Emploi : « Cherchons ensemble une sortie de crise »
n.c.
Vendredi 29 janvier 2010
Entre 27.000, selon la police, et 35.000, selon les syndicats, ont participé à la manifestation nationale pour l’emploi dans les rues de Bruxelles. « Cessez de vous plaindre, et cherchons plutôt ensemble la manière de sortir de cette crise », a notamment lancé le président de la CSC, Luc Cortebeeck, à l’adresse du patronat. Aucun incident n’a été déploré.
Plusieurs dizaines de milliers de travailleurs ont pris part vendredi à Bruxelles, malgré la pluie et le froid, à la manifestation des syndicats « pour l’emploi et le respect des travailleurs », laquelle intervient dans un contexte social tendu après l’annonce de licenciements massifs.
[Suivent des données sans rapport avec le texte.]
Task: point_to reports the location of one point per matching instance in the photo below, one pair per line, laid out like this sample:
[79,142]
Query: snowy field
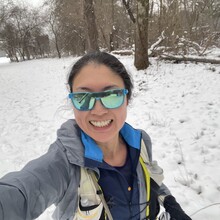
[177,104]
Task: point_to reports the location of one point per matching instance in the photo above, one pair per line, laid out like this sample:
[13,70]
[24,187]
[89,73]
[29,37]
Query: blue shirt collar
[92,151]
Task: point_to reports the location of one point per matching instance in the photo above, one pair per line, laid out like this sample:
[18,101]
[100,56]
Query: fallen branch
[189,58]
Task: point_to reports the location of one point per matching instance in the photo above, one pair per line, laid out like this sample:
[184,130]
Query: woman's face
[100,123]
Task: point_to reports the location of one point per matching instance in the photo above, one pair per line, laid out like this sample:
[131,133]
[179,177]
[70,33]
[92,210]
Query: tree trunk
[92,33]
[141,35]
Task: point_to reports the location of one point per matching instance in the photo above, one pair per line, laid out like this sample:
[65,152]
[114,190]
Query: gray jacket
[52,179]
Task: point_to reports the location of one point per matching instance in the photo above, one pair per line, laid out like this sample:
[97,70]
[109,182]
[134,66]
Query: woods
[145,28]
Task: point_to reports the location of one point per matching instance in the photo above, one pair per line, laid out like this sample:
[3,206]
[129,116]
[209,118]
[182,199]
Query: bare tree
[141,60]
[92,34]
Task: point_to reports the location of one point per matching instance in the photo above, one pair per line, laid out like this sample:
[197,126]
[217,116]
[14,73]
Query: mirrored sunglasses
[85,101]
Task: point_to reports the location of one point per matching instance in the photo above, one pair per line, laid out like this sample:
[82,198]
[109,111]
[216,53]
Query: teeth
[100,124]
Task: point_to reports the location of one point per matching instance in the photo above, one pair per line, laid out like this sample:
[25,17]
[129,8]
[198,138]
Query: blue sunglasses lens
[110,99]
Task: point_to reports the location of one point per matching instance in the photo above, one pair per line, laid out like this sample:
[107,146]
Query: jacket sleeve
[27,193]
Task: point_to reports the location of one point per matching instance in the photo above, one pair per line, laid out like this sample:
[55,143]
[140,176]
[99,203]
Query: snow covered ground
[177,104]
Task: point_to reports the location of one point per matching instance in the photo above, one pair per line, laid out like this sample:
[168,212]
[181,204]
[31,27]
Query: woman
[100,141]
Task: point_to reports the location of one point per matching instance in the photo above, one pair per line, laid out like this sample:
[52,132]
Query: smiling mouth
[101,124]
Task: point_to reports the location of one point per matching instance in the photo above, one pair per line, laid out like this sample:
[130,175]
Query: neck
[115,151]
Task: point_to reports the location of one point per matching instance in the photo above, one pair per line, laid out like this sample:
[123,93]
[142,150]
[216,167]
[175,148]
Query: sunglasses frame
[97,96]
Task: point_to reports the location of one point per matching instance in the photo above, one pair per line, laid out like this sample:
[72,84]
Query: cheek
[79,117]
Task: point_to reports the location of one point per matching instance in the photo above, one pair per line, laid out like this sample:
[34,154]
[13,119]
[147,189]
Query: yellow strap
[147,182]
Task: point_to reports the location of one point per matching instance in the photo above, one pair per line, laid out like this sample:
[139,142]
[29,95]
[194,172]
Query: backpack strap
[156,172]
[100,193]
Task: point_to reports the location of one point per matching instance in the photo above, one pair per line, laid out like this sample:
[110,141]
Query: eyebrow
[103,89]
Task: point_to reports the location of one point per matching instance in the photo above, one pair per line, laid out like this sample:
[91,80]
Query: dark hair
[105,59]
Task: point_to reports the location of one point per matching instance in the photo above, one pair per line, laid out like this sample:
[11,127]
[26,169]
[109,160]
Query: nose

Répondant à l’appel commun des trois grands syndicats du pays, entre 27.000 (selon la police) et 35.000 manifestants (selon les organisateurs) ont pacifiquement défilé dans les rues de la capitale.
Ceux-ci entendaient réclamer le maintien et la relance de l’emploi, la fin du « dumping éhonté » à l’égard des travailleurs, ainsi qu’un moratoire du système de contrôle de disponibilité des chômeurs « avant sa réforme en profondeur ».
Cette démonstration de force des syndicats intervient dans un climat social particulièrement tendu en Belgique, après différents conflits sociaux et l’annonce de plusieurs milliers de licenciements ces dernières semaines.
En signe de solidarité, les manifestants ont d’ailleurs procédé dans le Parc du Cinquantenaire au lâcher de centaines de ballons noirs symbolisant les nombreux emplois perdus.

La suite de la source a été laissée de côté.